In a normal year, the month of May marks a bit of a transition in my mind.  The NCAA basketball tournament has faded from view in the rear view mirror, the NBA and NHL playoffs are usually in full swing, MLB has just gotten started, and the NFL draft just wrapped up.  In addition, college football recruiting is usually heating up.  

While 2020 is anything but a normal year, there are still a few vestiges of sports remaining. While essentially all sports are on hold, the NFL draft still happened, and college football recruiting is still taking place.  MSU picked up a total of ten commitments in the month of April, despite the lock down and new coaching staff.  Some things are still proceeding.

For me, data can not be locked down. Over the past year or two, I have been building a database of high school / college football recruits and digging through the data in search of interesting stories.  With the completion of the 2019 football season and the 2020 NFL draft, it is time to start sharing these stories with all of you. 

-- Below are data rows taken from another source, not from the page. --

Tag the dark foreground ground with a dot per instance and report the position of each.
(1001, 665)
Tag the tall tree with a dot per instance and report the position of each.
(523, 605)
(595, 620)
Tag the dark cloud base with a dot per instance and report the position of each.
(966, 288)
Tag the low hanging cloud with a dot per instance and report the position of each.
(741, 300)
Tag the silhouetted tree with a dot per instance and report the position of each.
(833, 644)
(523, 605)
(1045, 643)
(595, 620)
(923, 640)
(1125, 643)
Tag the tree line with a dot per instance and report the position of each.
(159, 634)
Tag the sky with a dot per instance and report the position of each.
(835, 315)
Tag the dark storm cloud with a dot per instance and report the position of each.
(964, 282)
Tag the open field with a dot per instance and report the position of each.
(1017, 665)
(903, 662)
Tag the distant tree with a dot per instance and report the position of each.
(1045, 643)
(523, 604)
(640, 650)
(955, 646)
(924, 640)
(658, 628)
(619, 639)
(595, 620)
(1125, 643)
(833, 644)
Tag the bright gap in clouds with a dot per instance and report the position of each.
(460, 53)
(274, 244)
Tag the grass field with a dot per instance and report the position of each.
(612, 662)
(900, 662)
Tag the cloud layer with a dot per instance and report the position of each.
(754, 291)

The first topic in my study focuses on the topic of "stars" and will lay the ground work for what is to come. During the summer, as college football teams gain commitments, fanatics will obsess over how many "stars" a player has next to his name and how this star rating will impact the "ranking" of that team's next class of football players.  While it makes for interesting water-cooler (now Zoom?) discussions, there is very little information or analysis of what these different numbers of "stars" really mean.  How much better is a five-star compared to a four-star?  What do team rankings mean? Can this all be quantified in a way that actually makes sense? Naturally, there are several recruiting services and websites out there that try to answer these questions.

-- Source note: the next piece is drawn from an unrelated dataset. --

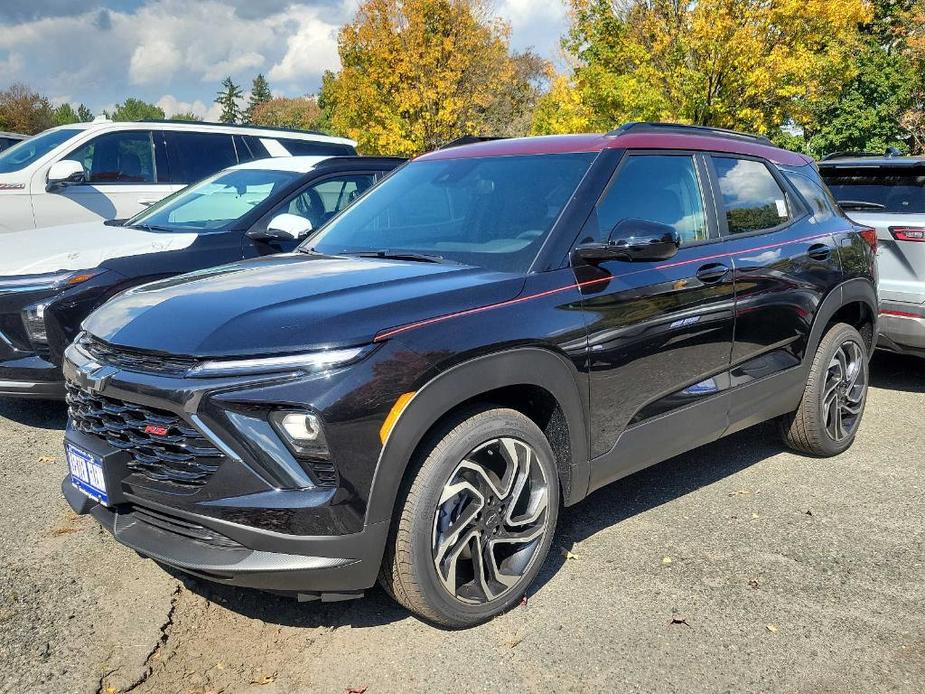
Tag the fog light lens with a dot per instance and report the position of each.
(303, 432)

The first service of note is 247, which claims to have a "consensus" ranking of high players by combining the rankings of several other services.  Most journalists will use the 247 star rating as a default. In the case of 247, they assign "points" to each player out to at least four decimal points, with the "consensus" number one player in the country getting 1.000 "points."  As for stars, there is usually a roughly fixed number of players in each star category, from two-stars up to five-stars.  As for team rankings, they use a complicated formula involving a Gaussian distribution which looks pretty, but which doesn't seem to have a lot of actual logic behind it (no offense...)  

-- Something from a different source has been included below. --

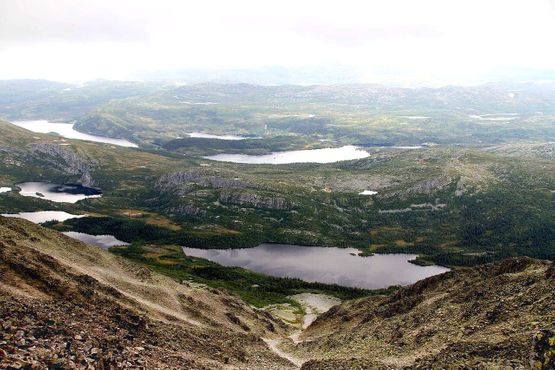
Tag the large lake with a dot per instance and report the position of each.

My preference is to use the rankings and rating developed by Rivals.  I have been a member of that community for many years and it is the system that I am most familiar with.  Rivals also uses a star system (two to five) and breaks each category into subgroups with a numerical "rating" that spans a range from 4.9 to 6.1 (although ratings below 5.2 seem to have been phased out over the past few years).  Rivals also uses a complex formula to rank teams, based on the numerical ratings and bonus points for players in the Top 250.  

Both systems (and other systems that I have seen) both essentially try to do the same thing.  They rank players and place them into bins with some attempt to numerical quantify their level of skill in order to project how successful that player will be in college and eventually (perhaps) in the pros. My concern with both systems is that they present something that appears quantitative, but which is actually still just qualitative. 

For example, what does it tell us that MSU tight end Matt Dotson had a score of 0.8985 coming out of high school on 247 while Cody White had a score of 0.8847?  Does this mean Dotson is 1.56% better of a player?  On Rivals, Dotson was a 5.9-rated player (mid four-star) while Cody White was a 5.7-rated player (high three-star).  Does this suggests that Dotson is/was actually 3.5% better?  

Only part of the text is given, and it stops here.